Master storyteller Garth Nix shares his experience of and thoughts about fairy tales today as part of the lead-up to the launch of the new Fearie Tales anthology, edited by Stephen Jones.
IT WASN’T MUCH of a posse, only six men, all of them old and tired, and Sheriff Bucon himself was pushing sixty and hadn’t ridden more than two miles for years. There wouldn’t have been a posse at all if it wasn’t for Rose Jackson literally dragging the men out of the hotel by shirt collar or waistcoat button, dragging them right out of their comfortable Thursday afternoon poker game and shouting and shaming them on to horses, repeating a similar process that had been enacted on Bucon a half-hour before, when Rose had winkled him out of the town’s one and only jail cell, where he’d been shutting his eyes for just a moment since earlier that morning.
1. What is the fairy tale you remember most from your childhood ? the one that made the biggest impression on you?
I think the fairy tale I most remember is ‘Rapunzel’, but that is because I loved the Nicholas Stuart Gray novel The Stone Cage, which is based upon that story. I also remember reading the original Grimm’s ‘Cinderella’ at quite a young age and being both entranced and horrified by the sisters cutting off their toes and heels in order to fit the slipper. I could almost feel those gristly toes being removed and the blood everywhere . . .
2. Is there a natural link, do you think, between fairy tales and horror?
Fairy tales are often a kind of mirror to life, where both the mythic and horrific are magnified beyond the ordinary. So you get extremes of both wonder and horror, often in the same story. I think this is one of the reasons why fairy tales tend to stick around.
3. Does your work usually play with fairy tale elements or is this a first for you?

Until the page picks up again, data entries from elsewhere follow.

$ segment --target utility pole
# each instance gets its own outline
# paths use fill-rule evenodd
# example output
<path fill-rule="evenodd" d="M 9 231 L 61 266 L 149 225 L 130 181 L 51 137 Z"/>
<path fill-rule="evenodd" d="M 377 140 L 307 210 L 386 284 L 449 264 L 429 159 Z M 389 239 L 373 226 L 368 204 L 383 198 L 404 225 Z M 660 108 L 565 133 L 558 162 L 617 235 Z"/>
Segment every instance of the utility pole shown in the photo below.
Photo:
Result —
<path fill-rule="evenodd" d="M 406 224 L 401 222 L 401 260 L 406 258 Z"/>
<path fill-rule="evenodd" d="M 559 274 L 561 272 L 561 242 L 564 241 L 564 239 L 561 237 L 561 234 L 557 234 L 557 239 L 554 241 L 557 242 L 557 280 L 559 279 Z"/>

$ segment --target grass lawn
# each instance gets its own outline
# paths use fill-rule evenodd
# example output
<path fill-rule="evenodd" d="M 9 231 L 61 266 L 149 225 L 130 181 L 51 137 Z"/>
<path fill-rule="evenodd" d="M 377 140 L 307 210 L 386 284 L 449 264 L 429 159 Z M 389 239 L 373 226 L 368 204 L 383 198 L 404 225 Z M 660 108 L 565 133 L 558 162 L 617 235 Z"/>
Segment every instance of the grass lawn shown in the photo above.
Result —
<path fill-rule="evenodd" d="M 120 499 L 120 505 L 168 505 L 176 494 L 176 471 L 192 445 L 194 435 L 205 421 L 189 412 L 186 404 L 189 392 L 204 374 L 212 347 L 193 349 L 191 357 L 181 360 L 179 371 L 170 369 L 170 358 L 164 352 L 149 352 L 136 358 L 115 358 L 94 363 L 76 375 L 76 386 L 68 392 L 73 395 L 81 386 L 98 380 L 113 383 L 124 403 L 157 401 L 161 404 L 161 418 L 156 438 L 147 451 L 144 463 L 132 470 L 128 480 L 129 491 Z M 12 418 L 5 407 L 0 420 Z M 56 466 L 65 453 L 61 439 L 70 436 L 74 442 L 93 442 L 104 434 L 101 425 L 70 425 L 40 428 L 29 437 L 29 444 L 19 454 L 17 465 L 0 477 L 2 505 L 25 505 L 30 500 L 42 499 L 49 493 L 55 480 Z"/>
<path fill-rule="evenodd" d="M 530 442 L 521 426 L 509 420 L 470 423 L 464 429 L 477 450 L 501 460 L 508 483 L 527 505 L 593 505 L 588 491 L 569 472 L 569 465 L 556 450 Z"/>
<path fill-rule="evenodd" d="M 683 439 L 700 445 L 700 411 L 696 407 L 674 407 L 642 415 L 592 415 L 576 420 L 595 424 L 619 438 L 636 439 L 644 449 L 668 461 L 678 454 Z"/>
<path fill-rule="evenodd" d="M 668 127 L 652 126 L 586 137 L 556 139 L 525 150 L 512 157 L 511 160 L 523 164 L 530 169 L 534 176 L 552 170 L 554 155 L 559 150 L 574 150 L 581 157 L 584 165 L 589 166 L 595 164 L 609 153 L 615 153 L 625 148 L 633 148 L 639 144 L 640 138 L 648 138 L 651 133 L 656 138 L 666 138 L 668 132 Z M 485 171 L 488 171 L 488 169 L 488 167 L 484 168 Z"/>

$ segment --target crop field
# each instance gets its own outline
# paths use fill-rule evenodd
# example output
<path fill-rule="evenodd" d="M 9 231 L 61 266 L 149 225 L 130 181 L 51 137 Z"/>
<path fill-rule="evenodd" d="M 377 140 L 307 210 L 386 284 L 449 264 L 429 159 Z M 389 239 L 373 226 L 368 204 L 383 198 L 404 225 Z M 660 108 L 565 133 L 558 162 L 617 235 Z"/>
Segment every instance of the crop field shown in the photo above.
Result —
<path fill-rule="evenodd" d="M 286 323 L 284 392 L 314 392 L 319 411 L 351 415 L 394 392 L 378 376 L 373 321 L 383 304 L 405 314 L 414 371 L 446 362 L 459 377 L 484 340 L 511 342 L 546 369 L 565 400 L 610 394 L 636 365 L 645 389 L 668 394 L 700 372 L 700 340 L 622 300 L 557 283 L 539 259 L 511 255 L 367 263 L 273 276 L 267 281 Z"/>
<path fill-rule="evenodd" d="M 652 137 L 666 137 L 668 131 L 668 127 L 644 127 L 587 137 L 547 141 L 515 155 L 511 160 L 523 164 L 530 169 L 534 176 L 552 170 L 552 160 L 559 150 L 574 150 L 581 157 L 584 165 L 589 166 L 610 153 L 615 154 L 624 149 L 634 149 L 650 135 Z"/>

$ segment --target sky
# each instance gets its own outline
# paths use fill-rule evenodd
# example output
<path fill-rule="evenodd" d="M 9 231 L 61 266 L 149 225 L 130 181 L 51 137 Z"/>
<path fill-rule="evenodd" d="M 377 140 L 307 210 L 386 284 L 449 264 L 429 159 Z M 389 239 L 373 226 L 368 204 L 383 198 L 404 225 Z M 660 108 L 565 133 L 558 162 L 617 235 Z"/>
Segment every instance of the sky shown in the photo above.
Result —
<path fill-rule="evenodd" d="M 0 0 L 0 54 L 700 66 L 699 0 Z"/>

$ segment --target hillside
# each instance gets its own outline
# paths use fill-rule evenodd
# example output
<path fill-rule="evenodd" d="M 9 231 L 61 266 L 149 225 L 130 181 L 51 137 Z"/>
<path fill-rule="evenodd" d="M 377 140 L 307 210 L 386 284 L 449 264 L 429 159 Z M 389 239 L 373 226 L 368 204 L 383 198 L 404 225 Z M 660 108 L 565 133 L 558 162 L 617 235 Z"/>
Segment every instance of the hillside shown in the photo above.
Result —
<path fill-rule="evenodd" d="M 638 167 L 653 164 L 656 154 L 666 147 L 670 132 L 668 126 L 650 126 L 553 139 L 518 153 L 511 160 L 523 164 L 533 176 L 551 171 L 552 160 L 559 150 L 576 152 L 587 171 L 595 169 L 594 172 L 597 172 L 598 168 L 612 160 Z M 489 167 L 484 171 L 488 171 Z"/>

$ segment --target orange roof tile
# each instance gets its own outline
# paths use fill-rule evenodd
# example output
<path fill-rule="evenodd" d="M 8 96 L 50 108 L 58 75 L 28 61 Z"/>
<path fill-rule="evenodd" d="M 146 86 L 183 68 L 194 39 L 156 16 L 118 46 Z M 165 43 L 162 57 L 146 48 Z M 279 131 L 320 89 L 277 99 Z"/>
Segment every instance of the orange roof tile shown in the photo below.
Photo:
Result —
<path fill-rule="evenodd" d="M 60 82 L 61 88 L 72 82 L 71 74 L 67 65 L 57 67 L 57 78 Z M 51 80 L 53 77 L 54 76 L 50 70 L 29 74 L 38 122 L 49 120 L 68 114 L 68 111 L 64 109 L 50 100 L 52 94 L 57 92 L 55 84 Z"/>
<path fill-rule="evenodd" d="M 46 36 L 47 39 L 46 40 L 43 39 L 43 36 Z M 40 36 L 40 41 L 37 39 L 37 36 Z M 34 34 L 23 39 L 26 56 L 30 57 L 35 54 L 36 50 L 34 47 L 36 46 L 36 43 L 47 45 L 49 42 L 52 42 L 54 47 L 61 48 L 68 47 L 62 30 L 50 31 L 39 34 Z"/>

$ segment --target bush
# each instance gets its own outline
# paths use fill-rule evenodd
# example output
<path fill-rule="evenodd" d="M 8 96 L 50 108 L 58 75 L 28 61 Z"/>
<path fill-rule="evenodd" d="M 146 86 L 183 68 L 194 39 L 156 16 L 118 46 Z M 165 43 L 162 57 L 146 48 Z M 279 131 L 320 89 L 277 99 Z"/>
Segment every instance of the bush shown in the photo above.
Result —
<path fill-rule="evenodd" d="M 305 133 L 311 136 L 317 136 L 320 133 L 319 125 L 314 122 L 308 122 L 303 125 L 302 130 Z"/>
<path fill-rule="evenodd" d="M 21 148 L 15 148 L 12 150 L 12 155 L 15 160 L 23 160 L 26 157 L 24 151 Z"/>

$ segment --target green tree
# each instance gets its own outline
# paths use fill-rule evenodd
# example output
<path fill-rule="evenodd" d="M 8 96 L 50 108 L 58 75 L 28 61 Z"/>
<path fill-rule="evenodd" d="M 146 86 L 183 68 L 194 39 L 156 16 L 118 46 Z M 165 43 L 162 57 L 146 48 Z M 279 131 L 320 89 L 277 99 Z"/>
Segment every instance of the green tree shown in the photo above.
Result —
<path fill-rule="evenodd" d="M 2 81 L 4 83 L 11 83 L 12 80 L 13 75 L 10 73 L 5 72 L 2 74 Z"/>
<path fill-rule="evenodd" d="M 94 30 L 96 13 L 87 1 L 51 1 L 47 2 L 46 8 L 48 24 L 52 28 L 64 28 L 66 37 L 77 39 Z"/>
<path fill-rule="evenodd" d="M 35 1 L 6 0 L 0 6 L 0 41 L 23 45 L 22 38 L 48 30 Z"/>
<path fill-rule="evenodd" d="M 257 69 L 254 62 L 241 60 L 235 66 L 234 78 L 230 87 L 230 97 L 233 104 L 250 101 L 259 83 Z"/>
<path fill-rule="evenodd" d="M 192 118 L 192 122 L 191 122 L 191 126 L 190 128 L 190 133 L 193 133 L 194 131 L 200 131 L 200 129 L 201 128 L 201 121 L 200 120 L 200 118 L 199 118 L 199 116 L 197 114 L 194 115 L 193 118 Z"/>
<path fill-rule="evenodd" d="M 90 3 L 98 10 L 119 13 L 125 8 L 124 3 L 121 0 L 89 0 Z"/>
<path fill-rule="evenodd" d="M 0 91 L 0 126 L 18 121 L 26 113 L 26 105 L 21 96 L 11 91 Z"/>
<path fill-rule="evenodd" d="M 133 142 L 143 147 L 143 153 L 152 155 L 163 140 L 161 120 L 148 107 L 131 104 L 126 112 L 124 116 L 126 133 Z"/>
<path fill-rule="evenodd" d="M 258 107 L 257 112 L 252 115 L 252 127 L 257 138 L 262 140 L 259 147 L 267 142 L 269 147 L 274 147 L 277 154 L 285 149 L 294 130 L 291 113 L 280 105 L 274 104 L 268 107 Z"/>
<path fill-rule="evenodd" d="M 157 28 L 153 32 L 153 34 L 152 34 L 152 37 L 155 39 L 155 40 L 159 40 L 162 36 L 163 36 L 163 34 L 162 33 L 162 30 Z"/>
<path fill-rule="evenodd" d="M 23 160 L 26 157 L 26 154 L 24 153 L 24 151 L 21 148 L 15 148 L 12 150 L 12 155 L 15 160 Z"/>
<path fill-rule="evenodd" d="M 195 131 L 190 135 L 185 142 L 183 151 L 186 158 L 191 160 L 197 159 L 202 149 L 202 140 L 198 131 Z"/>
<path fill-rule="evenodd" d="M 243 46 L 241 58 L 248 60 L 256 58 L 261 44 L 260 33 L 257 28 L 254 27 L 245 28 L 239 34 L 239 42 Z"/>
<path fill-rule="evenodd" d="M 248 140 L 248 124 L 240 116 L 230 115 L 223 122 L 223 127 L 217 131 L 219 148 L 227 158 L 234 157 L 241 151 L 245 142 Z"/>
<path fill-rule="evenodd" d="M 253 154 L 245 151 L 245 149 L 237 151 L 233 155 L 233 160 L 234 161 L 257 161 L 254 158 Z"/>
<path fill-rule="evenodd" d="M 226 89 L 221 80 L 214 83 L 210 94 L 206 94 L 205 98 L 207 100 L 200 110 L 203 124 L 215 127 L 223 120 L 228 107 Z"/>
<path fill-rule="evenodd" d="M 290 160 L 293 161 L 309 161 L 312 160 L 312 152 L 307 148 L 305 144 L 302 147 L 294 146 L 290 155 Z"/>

I can’t say I usually play with fairy tales any more than I usually do anything. I have written a number of stories explicitly drawing upon fairy tales, such as ‘Hansel’s Eyes’ and ‘The Unwelcome Guest’ in A Wolf at the Door and Troll’s Eye View edited by Terri Windling and Ellen Datlow. But I have also taken elements or ideas from fairy tales, fables and legends and woven them in here and there in lots of works. For example, there is a character based on the Pied Piper in my children’s book series The Keys to the Kingdom.
4. What do you think the fairy tale form offers to writers and readers?
It provides a recogniseable foundation on which to build something different and new. People like the familiar made somewhat different, if you can get this mix right then you may well create a story that will have a strong life of its own.
5. What is your favourite fairy tale trope/motif/element/character with which to work?
Interesting question. I would have said that I don’t have a favourite, but upon examination it might be fair to say that I have an ongoing interest in humans changed by their interaction with a faery realm or people.